Sunday, April 6, 2008


Teresa tumbled off the bus and in the door. She skipped over to Katie and placing her hands on either side of Katie's face, said "Katie, I made up a song for you on the bus, wanna hear it?" Katie nodded. And Teresa sang,
I love my cupcake!
I love my cupcake!
I love my cupcake,
'Cause that's what Katie is to me!

Moments like this make me feel like I must be doing something right. And I think it's kind of funny that Teresa equates her love for her sister to that of her love for cupcakes...take my word for it, that's a whole lot of love!

Thursday, April 3, 2008

what you say will come back to haunt you

My Teresa has a collection of Princess Polly Pocket type dolls that would rival Disney. She has them all: Cinderella, Ariel, Sleeping Beauty, Snow White, and Jasmine. They have these glittery dresses and teeny tiny shoes, even necklaces and purses. She spends countless hours dressing them and playing with them. Here's the thing. Katie thinks Teresa is akin to a god and imitates her in everything. So she has taken to playing with the Polly Pocket sized Princess dolls too. Problem is, she isn't quite able to manuever the miniture royalty into their attire. The dolls are about the size of my finger and their arms aren't much wider than a spaghetti noodle.

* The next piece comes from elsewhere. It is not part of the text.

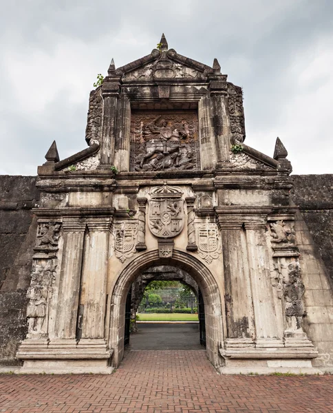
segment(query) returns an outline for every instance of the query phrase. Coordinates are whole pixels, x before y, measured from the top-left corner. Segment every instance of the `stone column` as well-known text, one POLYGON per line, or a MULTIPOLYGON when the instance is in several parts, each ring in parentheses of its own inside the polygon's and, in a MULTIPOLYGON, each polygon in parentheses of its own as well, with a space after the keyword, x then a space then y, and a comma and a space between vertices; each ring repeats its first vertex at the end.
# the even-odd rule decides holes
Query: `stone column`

I shake my fists and curse the powers that be as I manipulate the Princesses into their glittery sparklely ball gowns and shoes the size of a grain of rice. I cry when Kate decides it's not the right dress and wants to change her almost immediately. And the rubs off onto my finger (because I'm sweating from the stress of trying to dress them without beheading them). Then I rub my eyes or itch my nose and don't realize I've got glitter all over my face until after I get back from running errands, during which I ran into just about everybody I know. So anyways...the other day I spent the better part of a morning dressing and undressing Jasmine. During this marathon fashion show some of the glitter got all over Jasmine's painted on undergarments. Katie thought this was absolutely hilarious. She went around saying "Jasmine's got a sparklely bum!" and dissolved into fits of giggles. So I thought I'd be funny and said "Gee, I wish I had a sparklely bum" and I was rewarded with not just Katie's delighted giggles but Teresa and Sam collapsed laughing as well.

Let's fast forward a few days. I got a phone call from Teresa's teacher to sort out a little mix up over her conference date. As we were getting ready to say our goodbyes she shared a funny little story. During sharing time Teresa raised her hand and told her entire class that her Mumma wished she had a sparklely bum. I can only imagine the talk around the teacher's room this little tidbit ignited. So moral is: Potty talk may make people laugh but it will come back to bite your sparkling bum.